- The property will be used by the United Methodist University’s Graduate School of Professional Studies.
- Retired bishops Arthur F. Kulah and John G. Innis lived in the residence during their terms.
- Dr. Yar Donlah Gonway-Gono, UMU president, said the facility would be developed with help from university partners to ensure that Liberians receive quality education.
The United Methodist Church in Liberia recently decommissioned its episcopal residence and the entire property for use by the United Methodist University of Liberia’s Graduate School of Professional Studies.
“After serving the church for 29 years,” Bishop Samuel J. Quire Jr., Liberia Episcopal Area, said, “this building is now decommissioned from being an episcopal residence to an educational facility of the Liberia Annual Conference, where the UMU will now operate its graduate school.”
He indicated that decommissioning the building was The United Methodist Church’s way of helping the Liberian government to make education available to all Liberians, especially young people.
In an interview with United Methodist News, Retired Bishop Arthur F. Kulah said the building was purchased by the annual conference during the Liberia civil war in fulfilment of the conference decision. “The conference,” he said, “passed a resolution during the tenure of retired Bishop Bennie D. Warner not to rent any house for their bishop to live in.”
Kulah, the first bishop to reside in the building, said it was acquired through a grant from the United Methodist Board of Global Ministries during the Liberian civil war in the 1990s. The house and the land on which it is located were paid for separately by the conference.

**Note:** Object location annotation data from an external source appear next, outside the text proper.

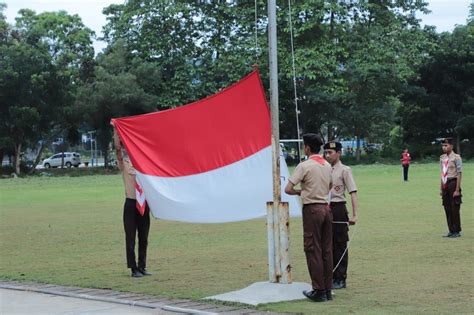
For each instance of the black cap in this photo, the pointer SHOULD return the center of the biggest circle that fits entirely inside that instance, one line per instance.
(333, 145)
(313, 140)
(447, 140)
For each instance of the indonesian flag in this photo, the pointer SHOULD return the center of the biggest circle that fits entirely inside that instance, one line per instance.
(140, 198)
(209, 161)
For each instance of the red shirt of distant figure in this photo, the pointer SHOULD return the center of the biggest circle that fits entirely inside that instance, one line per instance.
(406, 158)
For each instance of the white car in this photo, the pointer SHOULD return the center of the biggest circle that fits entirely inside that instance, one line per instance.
(70, 159)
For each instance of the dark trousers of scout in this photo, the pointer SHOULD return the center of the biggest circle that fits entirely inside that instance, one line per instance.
(133, 222)
(340, 237)
(405, 171)
(452, 206)
(317, 228)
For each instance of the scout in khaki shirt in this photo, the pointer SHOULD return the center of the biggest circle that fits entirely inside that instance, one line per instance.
(450, 191)
(134, 223)
(342, 181)
(314, 175)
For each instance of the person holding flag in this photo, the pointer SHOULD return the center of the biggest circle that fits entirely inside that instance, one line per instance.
(314, 174)
(342, 181)
(406, 158)
(450, 191)
(136, 214)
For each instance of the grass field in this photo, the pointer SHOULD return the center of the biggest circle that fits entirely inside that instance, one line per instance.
(68, 231)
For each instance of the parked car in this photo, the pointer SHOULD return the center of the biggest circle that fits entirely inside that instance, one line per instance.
(70, 159)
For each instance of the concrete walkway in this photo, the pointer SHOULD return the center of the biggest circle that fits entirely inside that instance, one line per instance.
(24, 302)
(35, 298)
(265, 292)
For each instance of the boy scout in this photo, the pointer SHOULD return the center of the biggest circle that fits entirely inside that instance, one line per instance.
(314, 174)
(450, 191)
(342, 180)
(133, 222)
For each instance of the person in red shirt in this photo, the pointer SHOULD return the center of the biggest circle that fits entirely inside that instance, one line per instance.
(405, 163)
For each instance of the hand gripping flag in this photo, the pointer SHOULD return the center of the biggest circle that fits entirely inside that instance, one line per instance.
(140, 198)
(209, 161)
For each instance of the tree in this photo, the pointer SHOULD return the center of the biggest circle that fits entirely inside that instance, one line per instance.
(122, 86)
(440, 102)
(44, 57)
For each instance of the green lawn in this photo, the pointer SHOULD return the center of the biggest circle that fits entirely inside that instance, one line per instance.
(68, 231)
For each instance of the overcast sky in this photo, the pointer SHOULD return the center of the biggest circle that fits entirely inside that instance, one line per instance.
(445, 13)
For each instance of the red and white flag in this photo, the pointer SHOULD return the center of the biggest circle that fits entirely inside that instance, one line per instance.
(209, 161)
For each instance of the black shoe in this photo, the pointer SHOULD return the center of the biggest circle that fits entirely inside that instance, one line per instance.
(316, 295)
(329, 295)
(341, 284)
(144, 272)
(136, 273)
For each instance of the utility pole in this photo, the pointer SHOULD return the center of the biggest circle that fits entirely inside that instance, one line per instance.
(277, 211)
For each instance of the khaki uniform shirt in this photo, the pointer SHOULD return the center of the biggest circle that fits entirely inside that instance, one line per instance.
(314, 174)
(454, 164)
(128, 175)
(342, 180)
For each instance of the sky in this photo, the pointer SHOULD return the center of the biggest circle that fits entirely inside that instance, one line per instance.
(445, 13)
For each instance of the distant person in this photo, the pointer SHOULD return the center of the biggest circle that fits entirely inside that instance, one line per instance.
(406, 158)
(342, 181)
(133, 221)
(450, 191)
(314, 174)
(348, 150)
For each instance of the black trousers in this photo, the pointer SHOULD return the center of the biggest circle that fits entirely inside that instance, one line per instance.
(133, 222)
(452, 206)
(340, 237)
(405, 171)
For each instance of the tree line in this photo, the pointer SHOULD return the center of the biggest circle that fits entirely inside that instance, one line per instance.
(364, 69)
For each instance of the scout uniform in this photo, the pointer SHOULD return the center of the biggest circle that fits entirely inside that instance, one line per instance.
(134, 222)
(314, 174)
(342, 181)
(451, 167)
(406, 158)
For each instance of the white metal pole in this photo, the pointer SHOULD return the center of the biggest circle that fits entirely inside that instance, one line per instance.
(281, 254)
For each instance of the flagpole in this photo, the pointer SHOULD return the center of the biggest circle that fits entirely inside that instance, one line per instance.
(278, 216)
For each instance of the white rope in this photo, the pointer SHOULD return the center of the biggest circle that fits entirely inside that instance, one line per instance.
(347, 247)
(297, 112)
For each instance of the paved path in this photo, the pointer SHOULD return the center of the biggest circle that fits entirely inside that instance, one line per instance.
(24, 302)
(34, 298)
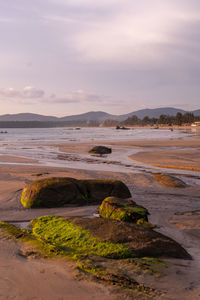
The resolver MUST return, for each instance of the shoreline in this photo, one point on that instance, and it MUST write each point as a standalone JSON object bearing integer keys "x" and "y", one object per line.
{"x": 174, "y": 211}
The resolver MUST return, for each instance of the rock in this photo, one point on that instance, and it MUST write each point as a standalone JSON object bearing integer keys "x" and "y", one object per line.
{"x": 142, "y": 240}
{"x": 122, "y": 210}
{"x": 169, "y": 181}
{"x": 100, "y": 150}
{"x": 59, "y": 191}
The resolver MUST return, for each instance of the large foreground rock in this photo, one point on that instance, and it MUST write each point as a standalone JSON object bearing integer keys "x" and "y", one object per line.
{"x": 122, "y": 210}
{"x": 59, "y": 191}
{"x": 142, "y": 240}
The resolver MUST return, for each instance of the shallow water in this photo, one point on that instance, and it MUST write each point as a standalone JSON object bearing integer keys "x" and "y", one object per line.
{"x": 27, "y": 143}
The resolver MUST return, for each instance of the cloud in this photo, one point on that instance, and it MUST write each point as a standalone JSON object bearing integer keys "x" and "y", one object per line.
{"x": 27, "y": 92}
{"x": 78, "y": 96}
{"x": 138, "y": 33}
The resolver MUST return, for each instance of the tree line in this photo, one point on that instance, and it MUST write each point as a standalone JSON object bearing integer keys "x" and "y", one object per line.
{"x": 179, "y": 119}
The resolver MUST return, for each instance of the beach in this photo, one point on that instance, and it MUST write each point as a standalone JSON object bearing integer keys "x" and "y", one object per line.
{"x": 175, "y": 212}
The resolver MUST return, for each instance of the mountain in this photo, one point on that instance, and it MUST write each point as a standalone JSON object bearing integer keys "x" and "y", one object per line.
{"x": 153, "y": 113}
{"x": 98, "y": 116}
{"x": 92, "y": 115}
{"x": 27, "y": 117}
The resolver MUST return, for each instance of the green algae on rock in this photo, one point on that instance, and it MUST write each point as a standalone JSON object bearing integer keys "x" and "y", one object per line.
{"x": 71, "y": 239}
{"x": 143, "y": 241}
{"x": 169, "y": 181}
{"x": 59, "y": 191}
{"x": 122, "y": 210}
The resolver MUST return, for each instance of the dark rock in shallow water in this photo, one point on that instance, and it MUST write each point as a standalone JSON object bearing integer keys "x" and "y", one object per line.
{"x": 100, "y": 150}
{"x": 169, "y": 181}
{"x": 122, "y": 210}
{"x": 142, "y": 240}
{"x": 59, "y": 191}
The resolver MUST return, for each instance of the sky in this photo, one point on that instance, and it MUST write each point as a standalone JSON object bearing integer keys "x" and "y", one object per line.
{"x": 63, "y": 57}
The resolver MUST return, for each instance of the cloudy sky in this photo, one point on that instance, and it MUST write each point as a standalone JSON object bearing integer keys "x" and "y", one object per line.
{"x": 61, "y": 57}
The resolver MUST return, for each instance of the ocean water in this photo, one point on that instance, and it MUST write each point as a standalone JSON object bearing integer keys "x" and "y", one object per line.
{"x": 17, "y": 135}
{"x": 38, "y": 144}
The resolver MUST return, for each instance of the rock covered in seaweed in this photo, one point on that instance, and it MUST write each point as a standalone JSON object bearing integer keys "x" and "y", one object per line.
{"x": 122, "y": 210}
{"x": 100, "y": 150}
{"x": 143, "y": 241}
{"x": 169, "y": 181}
{"x": 59, "y": 191}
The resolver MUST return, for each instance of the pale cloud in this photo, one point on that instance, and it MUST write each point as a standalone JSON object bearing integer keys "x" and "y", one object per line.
{"x": 148, "y": 49}
{"x": 27, "y": 92}
{"x": 135, "y": 37}
{"x": 79, "y": 96}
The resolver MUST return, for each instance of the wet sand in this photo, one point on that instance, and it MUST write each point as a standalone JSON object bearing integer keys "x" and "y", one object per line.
{"x": 174, "y": 211}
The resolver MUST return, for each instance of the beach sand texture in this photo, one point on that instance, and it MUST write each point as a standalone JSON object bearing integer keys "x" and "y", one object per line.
{"x": 174, "y": 211}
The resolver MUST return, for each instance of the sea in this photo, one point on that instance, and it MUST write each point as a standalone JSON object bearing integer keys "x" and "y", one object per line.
{"x": 41, "y": 144}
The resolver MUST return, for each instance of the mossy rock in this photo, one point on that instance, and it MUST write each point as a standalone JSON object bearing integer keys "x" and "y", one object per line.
{"x": 143, "y": 241}
{"x": 169, "y": 181}
{"x": 122, "y": 210}
{"x": 100, "y": 150}
{"x": 59, "y": 191}
{"x": 71, "y": 239}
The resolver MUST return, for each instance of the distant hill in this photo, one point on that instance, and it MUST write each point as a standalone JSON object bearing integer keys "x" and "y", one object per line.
{"x": 98, "y": 116}
{"x": 154, "y": 113}
{"x": 89, "y": 116}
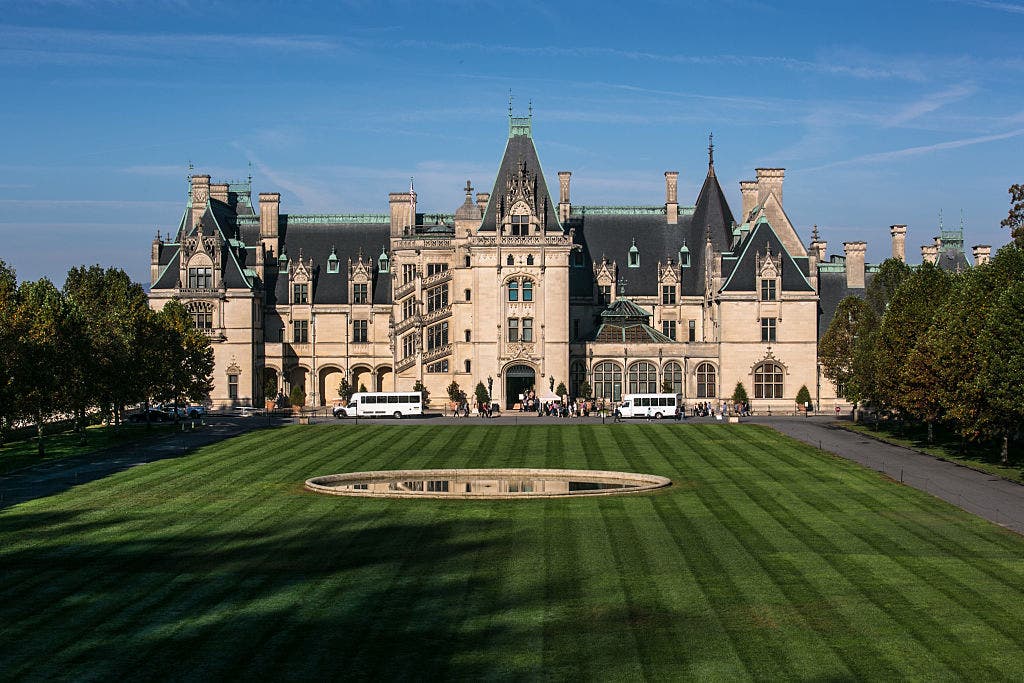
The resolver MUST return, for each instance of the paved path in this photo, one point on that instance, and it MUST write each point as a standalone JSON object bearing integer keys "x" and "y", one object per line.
{"x": 986, "y": 496}
{"x": 58, "y": 475}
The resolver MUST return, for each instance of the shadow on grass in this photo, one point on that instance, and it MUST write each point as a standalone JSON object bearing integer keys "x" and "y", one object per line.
{"x": 358, "y": 596}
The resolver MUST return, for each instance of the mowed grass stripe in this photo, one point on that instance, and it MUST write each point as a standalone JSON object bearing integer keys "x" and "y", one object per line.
{"x": 871, "y": 584}
{"x": 766, "y": 559}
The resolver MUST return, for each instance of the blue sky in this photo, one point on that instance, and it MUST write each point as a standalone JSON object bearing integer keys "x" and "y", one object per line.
{"x": 882, "y": 112}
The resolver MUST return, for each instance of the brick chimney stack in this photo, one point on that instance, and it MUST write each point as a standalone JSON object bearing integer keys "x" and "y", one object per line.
{"x": 855, "y": 263}
{"x": 672, "y": 197}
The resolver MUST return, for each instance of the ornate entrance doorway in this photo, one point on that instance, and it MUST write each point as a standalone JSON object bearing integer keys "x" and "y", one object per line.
{"x": 518, "y": 379}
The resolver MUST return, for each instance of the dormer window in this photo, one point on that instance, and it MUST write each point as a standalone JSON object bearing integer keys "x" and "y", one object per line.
{"x": 684, "y": 256}
{"x": 520, "y": 225}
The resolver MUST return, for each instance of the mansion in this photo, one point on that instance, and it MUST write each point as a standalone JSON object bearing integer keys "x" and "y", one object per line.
{"x": 516, "y": 291}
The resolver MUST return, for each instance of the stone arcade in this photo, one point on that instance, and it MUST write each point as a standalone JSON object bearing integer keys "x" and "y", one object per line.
{"x": 515, "y": 290}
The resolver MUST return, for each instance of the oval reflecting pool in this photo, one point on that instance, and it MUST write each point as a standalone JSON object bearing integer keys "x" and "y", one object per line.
{"x": 507, "y": 483}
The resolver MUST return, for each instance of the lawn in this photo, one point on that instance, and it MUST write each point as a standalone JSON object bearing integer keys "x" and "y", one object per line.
{"x": 766, "y": 559}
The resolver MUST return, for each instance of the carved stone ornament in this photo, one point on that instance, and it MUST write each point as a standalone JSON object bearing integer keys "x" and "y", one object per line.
{"x": 521, "y": 186}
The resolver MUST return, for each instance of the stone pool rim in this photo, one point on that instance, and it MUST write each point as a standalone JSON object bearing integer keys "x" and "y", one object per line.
{"x": 326, "y": 483}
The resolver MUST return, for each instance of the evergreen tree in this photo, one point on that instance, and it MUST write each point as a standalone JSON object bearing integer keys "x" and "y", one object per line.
{"x": 1015, "y": 219}
{"x": 803, "y": 396}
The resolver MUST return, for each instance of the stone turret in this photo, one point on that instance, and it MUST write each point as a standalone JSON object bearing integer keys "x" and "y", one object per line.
{"x": 564, "y": 207}
{"x": 898, "y": 233}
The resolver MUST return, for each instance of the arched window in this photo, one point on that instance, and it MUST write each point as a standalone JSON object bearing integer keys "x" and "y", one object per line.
{"x": 674, "y": 376}
{"x": 202, "y": 314}
{"x": 578, "y": 375}
{"x": 643, "y": 378}
{"x": 608, "y": 381}
{"x": 768, "y": 381}
{"x": 707, "y": 381}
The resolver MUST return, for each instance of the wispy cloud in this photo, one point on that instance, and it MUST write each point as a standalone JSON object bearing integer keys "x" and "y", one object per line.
{"x": 1011, "y": 7}
{"x": 919, "y": 151}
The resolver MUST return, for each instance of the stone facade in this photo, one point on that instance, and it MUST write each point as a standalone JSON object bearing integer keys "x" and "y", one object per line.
{"x": 512, "y": 290}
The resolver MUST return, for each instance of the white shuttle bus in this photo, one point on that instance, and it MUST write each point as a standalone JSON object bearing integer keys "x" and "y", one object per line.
{"x": 655, "y": 406}
{"x": 381, "y": 404}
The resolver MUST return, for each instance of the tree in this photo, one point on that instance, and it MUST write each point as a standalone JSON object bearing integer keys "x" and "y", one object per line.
{"x": 844, "y": 346}
{"x": 880, "y": 291}
{"x": 419, "y": 386}
{"x": 10, "y": 347}
{"x": 481, "y": 393}
{"x": 456, "y": 394}
{"x": 345, "y": 390}
{"x": 187, "y": 355}
{"x": 906, "y": 321}
{"x": 739, "y": 393}
{"x": 1003, "y": 375}
{"x": 1015, "y": 219}
{"x": 40, "y": 322}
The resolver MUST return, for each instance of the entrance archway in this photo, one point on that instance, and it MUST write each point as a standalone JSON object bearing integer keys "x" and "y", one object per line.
{"x": 518, "y": 379}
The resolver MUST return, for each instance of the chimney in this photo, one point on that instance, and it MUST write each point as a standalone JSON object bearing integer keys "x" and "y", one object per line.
{"x": 855, "y": 264}
{"x": 982, "y": 254}
{"x": 929, "y": 253}
{"x": 750, "y": 191}
{"x": 401, "y": 213}
{"x": 158, "y": 244}
{"x": 219, "y": 191}
{"x": 770, "y": 180}
{"x": 899, "y": 242}
{"x": 200, "y": 194}
{"x": 269, "y": 213}
{"x": 563, "y": 196}
{"x": 672, "y": 197}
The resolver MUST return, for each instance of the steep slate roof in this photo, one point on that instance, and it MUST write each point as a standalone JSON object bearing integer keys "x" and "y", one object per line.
{"x": 832, "y": 290}
{"x": 740, "y": 270}
{"x": 611, "y": 233}
{"x": 316, "y": 241}
{"x": 519, "y": 148}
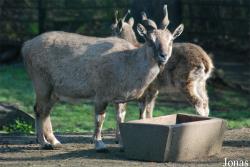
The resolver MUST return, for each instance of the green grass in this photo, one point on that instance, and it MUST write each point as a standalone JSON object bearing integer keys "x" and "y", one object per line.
{"x": 16, "y": 88}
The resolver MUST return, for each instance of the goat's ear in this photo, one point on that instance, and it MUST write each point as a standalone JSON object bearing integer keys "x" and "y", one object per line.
{"x": 131, "y": 21}
{"x": 141, "y": 30}
{"x": 178, "y": 31}
{"x": 120, "y": 25}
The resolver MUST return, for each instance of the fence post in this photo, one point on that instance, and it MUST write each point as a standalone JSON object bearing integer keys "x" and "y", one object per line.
{"x": 41, "y": 16}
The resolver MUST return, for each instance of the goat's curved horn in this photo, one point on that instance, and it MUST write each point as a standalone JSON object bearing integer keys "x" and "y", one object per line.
{"x": 123, "y": 19}
{"x": 144, "y": 16}
{"x": 165, "y": 21}
{"x": 148, "y": 23}
{"x": 116, "y": 16}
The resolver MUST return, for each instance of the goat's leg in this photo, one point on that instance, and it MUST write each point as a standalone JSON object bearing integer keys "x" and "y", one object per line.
{"x": 48, "y": 132}
{"x": 150, "y": 102}
{"x": 45, "y": 136}
{"x": 142, "y": 103}
{"x": 99, "y": 119}
{"x": 120, "y": 117}
{"x": 190, "y": 90}
{"x": 202, "y": 91}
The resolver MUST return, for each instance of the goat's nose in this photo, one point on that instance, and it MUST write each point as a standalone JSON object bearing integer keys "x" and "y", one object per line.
{"x": 162, "y": 58}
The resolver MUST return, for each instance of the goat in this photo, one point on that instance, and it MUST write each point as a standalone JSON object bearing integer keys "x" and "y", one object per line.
{"x": 66, "y": 67}
{"x": 186, "y": 71}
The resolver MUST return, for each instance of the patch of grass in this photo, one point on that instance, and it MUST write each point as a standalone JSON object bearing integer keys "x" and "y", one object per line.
{"x": 20, "y": 127}
{"x": 15, "y": 87}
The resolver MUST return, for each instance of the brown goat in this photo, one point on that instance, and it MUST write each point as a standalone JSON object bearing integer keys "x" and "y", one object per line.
{"x": 186, "y": 71}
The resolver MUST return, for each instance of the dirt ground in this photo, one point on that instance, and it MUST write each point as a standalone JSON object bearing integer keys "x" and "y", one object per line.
{"x": 22, "y": 151}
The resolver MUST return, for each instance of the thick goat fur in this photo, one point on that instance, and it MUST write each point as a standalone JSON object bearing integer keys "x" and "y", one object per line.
{"x": 66, "y": 67}
{"x": 187, "y": 71}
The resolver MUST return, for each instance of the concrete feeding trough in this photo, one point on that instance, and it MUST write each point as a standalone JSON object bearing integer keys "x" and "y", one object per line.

“The money for the land was paid from my episcopal salary with the intention that the Liberia Annual Conference was going to refund my money,” he noted.
He indicated that the money was not refunded because he told the conference at the time that it was his contribution to The United Methodist Church in Liberia. “I wanted the acquisition of the property to be part of my legacy in the church,” Kulah said.
Dr. Yar Donlah Gonway-Gono, UMU president, assured Bishop Quire that the facility would be developed with help from university partners to ensure that Liberians receive quality education.
“You are all aware,” she said, “that The United Methodist Church in Liberia is noted for its persistent role in providing quality education for our people.”
Gonway-Gono pointed out that the property was an added advantage in helping the university as it seeks to expand the graduate school beyond theological studies. “We are going to diversify our graduate studies program to include business, education and health sciences,” she added.
The Rev. Jerry Kulah, vice president of the graduate school, said he is in discussion with several partners of the school including the Knoll Foundation, which is currently supporting the work of the graduate school for property development. “It will cost $1.5 million USD to fully develop the graduate school, which will now be known as the Graduate School of Professional Studies,” he said. The theological college of the graduate school will still bear the name of former Bishop John G. Innis.
The decommissioned episcopal residence is the second property that the Liberia Annual Conference has ceded to UMU since the arrival of Gonway-Gono. The building was the home of retired Bishops Arthur F. Kulah and John G. Innis. When Quire was elected bishop, he indicated that he would not move into the 29-year-old building, which needs extensive repairs. The building has not yet been renovated.
Swen is a United Methodist communicator based in Liberia.